ANADEP – Também será criminalizado o «bullying», com pena de 1 a 4 anos e multa, bem como a atitude de perseguição obsessiva, com pena de 2 a 6 meses e multa. Por que crimes tão semelhantes com essa diferença com relação à aplicação das penas?
Juliana Belloque – A perseguição obsessiva, chamada de stalking pelos americanos, é conduta muito mais grave, inclui uma situação de grave ameaça exercida contra a vítima. Aqui não se protege só a honra, a intimidade, a tranquilidade, mas essencialmente a integridade física da vítima. Eu fui pessoalmente contra a criminalização do bullying, prática comum entre crianças e adolescentes, que não podem ser punidos pelo direito criminal. A questão deve ser resolvida, no meu modo de ver, no âmbito da educação, em casa e nas escolas.
ANADEP -No caso do aborto, a comissão admitiu ainda a interrupção da gravidez até a 12ª semana se comprovadamente faltar condições psicológicas à mulher para levar a gravidez adiante. Essa norma será bem recebida pelos parlamentares e pela sociedade?
Juliana Belloque – A sociedade brasileira e, em consequência, o Parlamento, tem a obrigação de travar debate público sobre esse tema de modo sereno e sem cóleras com fundo religioso. Não se podem fechar os olhos para a realidade brasileira, na qual a morte por abortos inseguros é uma das principais causas de mortalidade materna. A restrição excessiva ao aborto legal tem gerado mortes de mulheres em número inaceitável. Questionar a punição criminal ao aborto é também proteger a vida. Quando a sociedade entender que descriminalizar não significa fomentar condutas, estará mais aparelhada para discutir o assunto. Em vários países nos quais houve a descriminalização, pesquisas apontam para a redução das taxas de aborto, as mulheres são acolhidas pelo sistema de saúde, orientadas sobre planejamento familiar, e não voltam à prática. A proteção à vida passa pelo desenvolvimento de políticas de planejamento familiar eficientes por parte do Estado.

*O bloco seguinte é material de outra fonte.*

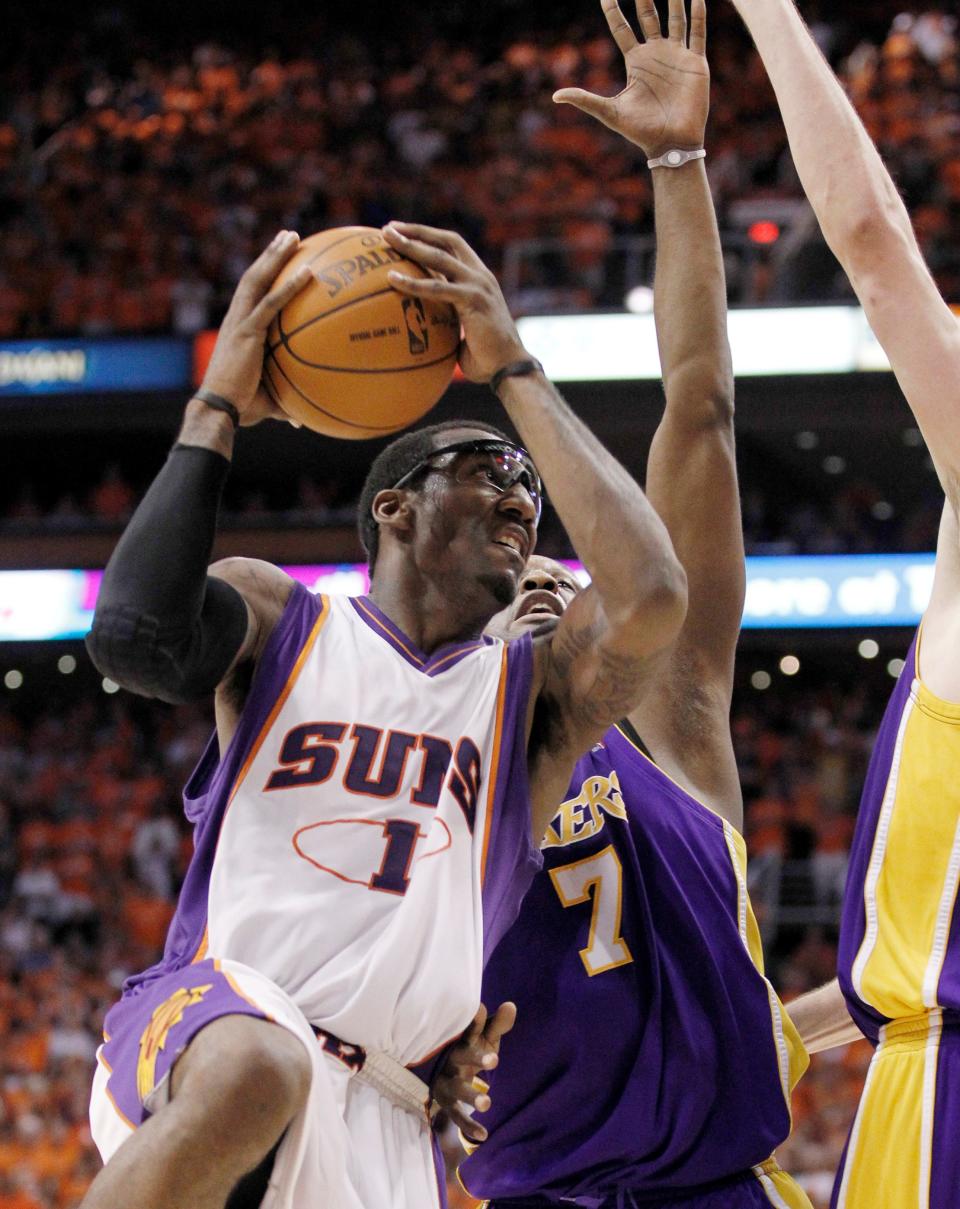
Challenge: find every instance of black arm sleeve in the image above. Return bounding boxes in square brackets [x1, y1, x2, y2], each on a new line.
[85, 444, 250, 704]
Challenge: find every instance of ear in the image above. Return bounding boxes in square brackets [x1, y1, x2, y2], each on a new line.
[371, 488, 416, 538]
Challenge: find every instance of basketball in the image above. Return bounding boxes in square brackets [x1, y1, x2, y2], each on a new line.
[263, 226, 461, 438]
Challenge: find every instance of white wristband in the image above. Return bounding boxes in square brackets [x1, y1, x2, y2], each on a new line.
[646, 148, 707, 170]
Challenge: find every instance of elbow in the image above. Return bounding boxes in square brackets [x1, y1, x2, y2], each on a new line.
[652, 554, 689, 641]
[830, 193, 912, 274]
[665, 369, 736, 432]
[621, 553, 688, 655]
[85, 608, 204, 704]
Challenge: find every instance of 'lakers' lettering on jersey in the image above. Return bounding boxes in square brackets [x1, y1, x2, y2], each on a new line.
[461, 724, 807, 1202]
[123, 586, 540, 1068]
[839, 631, 960, 1038]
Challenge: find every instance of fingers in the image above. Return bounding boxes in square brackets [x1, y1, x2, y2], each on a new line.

ANADEP – Quais outras inovações são propostas pelo anteprojeto?
Juliana Belloque – Reputo muito importantes as alterações nos crimes patrimoniais sem violência ou grave ameaça. O projeto vai no sentido do desencarceramento, sem descriminalização. Os crimes de furto, apropriação indébita e estelionato passam a depender de representação da vítima e o processo é extinto sem julgamento de mérito se há eficaz reparação do dano com a sua aceitação. O objetivo é dar maior importância aos interesses do ofendido, valorizando a sua posição no processo, e evitar o cárcere para pessoas que não são perigosas ao convívio social. Hoje são 65 mil pessoas presas por furto no país, número inaceitável.
ANADEP – Como o novo código trata a questão das penas alternativas? Quais mudanças foram propostas?
Juliana Belloque – As penas restritivas de direitos já são bem disciplinadas, o problema atual é de aplicação da lei. Significativa mudança é a previsão de possibilidade de penas restritivas para crimes praticados com violência ou grave ameaça, ou seja, quando a pena não ultrapassar dois anos. Esta espécie de punição precisa ser ampliada.
ANADEP – Os crimes praticados pela internet também serão tipificados?
Juliana Belloque – Sim, eles ganharam um capítulo próprio.
ANADEP – Quais mudanças poderão afetar mais o trabalho dos defensores públicos da área penal?
Juliana Belloque – Especialmente as mudanças nos crimes patrimoniais e também a possibilidade de barganha, acordo entre réu, defesa e acusação no início do procedimento, dispensando-se a instrução e aplicando-se a pena mínima com redução de 1/3, sem causas de aumento ou agravantes eventualmente incidentes.